NOTE: Since tensorflow-io is able to detect and uncompress the MNIST dataset automatically if needed, we can pass the URL's for the compressed files (gzip) to the API call as is.

Please check the official documentation for more detailed and interesting usages of the package.

Installation

Python Package

The tensorflow-io Python package can be installed with pip directly using:

$ pip install tensorflow-io

People who are a little more adventurous can also try our nightly binaries:

$ pip install tensorflow-io-nightly

Docker Images

In addition to the pip packages, the docker images can be used to quickly get started.

For stable builds:

$ docker pull tfsigio/tfio:latest
$ docker run -it --rm --name tfio-latest tfsigio/tfio:latest

For nightly builds:

$ docker pull tfsigio/tfio:nightly
$ docker run -it --rm --name tfio-nightly tfsigio/tfio:nightly

R Package

Once the tensorflow-io Python package has been successfully installed, you can install the development version of the R package from GitHub via the following:

if (!require("remotes")) install.packages("remotes")
remotes::install_github("tensorflow/io", subdir = "R-package")

TensorFlow Version Compatibility

To ensure compatibility with TensorFlow, it is recommended to install a matching version of TensorFlow I/O according to the table below. You can find the list of releases here.
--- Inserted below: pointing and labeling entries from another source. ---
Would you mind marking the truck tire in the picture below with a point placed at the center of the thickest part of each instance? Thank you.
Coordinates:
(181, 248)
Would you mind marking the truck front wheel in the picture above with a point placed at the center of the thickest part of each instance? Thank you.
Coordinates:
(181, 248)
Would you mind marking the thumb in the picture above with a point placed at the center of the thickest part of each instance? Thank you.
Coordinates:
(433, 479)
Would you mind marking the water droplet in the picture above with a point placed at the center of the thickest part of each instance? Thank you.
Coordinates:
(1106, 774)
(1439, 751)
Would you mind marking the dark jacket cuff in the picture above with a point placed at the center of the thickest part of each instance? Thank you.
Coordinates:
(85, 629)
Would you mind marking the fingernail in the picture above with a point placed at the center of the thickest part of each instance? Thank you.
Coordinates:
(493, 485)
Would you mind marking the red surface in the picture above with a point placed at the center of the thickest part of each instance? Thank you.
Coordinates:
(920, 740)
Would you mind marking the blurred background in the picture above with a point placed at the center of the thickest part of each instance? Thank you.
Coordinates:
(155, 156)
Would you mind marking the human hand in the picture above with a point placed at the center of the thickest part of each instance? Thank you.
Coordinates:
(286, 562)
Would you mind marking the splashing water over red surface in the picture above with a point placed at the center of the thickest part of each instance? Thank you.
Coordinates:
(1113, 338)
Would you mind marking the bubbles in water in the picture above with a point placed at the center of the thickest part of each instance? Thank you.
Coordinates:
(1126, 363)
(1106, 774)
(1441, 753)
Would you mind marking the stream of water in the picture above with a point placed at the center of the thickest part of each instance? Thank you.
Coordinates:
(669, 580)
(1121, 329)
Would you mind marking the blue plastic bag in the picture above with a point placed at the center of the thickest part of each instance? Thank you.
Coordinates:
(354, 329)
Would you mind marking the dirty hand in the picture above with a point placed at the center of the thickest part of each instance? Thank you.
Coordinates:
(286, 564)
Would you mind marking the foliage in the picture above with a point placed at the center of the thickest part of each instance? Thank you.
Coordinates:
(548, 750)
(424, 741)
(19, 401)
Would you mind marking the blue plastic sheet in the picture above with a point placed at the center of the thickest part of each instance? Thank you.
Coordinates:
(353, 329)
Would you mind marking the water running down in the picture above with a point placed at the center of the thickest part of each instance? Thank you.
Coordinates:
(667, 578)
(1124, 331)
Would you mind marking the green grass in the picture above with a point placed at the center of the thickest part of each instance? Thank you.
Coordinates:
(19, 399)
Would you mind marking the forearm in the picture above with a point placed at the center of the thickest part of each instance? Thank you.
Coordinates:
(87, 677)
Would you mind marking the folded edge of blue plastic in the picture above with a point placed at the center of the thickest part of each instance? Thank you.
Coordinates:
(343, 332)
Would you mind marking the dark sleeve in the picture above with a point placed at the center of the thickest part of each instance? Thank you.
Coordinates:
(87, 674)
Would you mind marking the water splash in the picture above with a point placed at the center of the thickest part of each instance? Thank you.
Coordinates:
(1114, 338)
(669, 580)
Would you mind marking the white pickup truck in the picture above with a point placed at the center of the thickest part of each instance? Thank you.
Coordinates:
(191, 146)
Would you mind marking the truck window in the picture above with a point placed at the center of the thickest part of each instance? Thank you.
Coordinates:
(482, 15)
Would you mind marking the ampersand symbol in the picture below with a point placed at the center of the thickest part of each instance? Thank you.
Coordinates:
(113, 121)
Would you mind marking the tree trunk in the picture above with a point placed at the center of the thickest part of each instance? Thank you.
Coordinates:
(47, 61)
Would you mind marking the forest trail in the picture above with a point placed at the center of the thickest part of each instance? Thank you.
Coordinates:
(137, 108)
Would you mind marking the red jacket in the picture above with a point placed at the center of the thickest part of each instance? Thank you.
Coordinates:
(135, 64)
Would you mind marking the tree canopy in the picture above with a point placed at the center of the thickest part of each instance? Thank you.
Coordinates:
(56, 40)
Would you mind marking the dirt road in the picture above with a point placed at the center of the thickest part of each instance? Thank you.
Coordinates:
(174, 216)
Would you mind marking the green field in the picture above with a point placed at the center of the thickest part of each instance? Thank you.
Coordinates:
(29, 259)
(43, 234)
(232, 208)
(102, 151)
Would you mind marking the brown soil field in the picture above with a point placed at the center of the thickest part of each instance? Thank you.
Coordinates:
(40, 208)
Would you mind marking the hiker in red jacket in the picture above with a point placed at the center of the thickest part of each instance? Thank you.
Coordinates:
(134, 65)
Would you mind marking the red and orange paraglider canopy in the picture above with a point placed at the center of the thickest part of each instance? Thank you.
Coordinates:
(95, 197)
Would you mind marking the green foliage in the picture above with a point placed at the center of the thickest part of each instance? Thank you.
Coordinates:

TensorFlow I/O Version TensorFlow Compatibility Release Date
0.17.0 2.4.x Dec 14, 2020
0.16.0 2.3.x Oct 23, 2020
0.15.0 2.3.x Aug 03, 2020
0.14.0 2.2.x Jul 08, 2020
0.13.0 2.2.x May 10, 2020
0.12.0 2.1.x Feb 28, 2020
0.11.0 2.1.x Jan 10, 2020
0.10.0 2.0.x Dec 05, 2019
0.9.1 2.0.x Nov 15, 2019
0.9.0 2.0.x Oct 18, 2019
0.8.1 1.15.x Nov 15, 2019
0.8.0 1.15.x Oct 17, 2019
0.7.2 1.14.x Nov 15, 2019
0.7.1 1.14.x Oct 18, 2019
0.7.0 1.14.x Jul 14, 2019
0.6.0 1.13.x May 29, 2019
0.5.0 1.13.x Apr 12, 2019
0.4.0 1.13.x Mar 01, 2019
0.3.0 1.12.0 Feb 15, 2019
0.2.0 1.12.0 Jan 29, 2019
0.1.0 1.12.0 Dec 16, 2018

Performance Benchmarking

We use github-pages to document the results of API performance benchmarks. The benchmark job is triggered on every commit to master branch and facilitates tracking performance w.r.t commits.

Contributing

Tensorflow I/O is a community led open source project. As such, the project depends on public contributions, bug-fixes, and documentation. Please see:

Build Status and CI

Build Status
Linux CPU Python 2 Status
Linux CPU Python 3 Status
Linux GPU Python 2 Status
Linux GPU Python 3 Status

Because of manylinux2010 requirement, TensorFlow I/O is built with Ubuntu:16.04 + Developer Toolset 7 (GCC 7.3) on Linux. Configuration with Ubuntu 16.04 with Developer Toolset 7 is not exactly straightforward. If the system have docker installed, then the following command will automatically build manylinux2010 compatible whl package:

#!/usr/bin/env bash

ls dist/*
for f in dist/*.whl; do
  docker run -i --rm -v $PWD:/v -w /v --net=host quay.io/pypa/manylinux2010_x86_64 bash -x -e /v/tools/build/auditwheel repair --plat manylinux2010_x86_64 $f
done
sudo chown -R $(id -nu):$(id -ng) .
ls wheelhouse/*

It takes some time to build, but once complete, there will be python 3.5, 3.6, 3.7 compatible whl packages available in wheelhouse directory.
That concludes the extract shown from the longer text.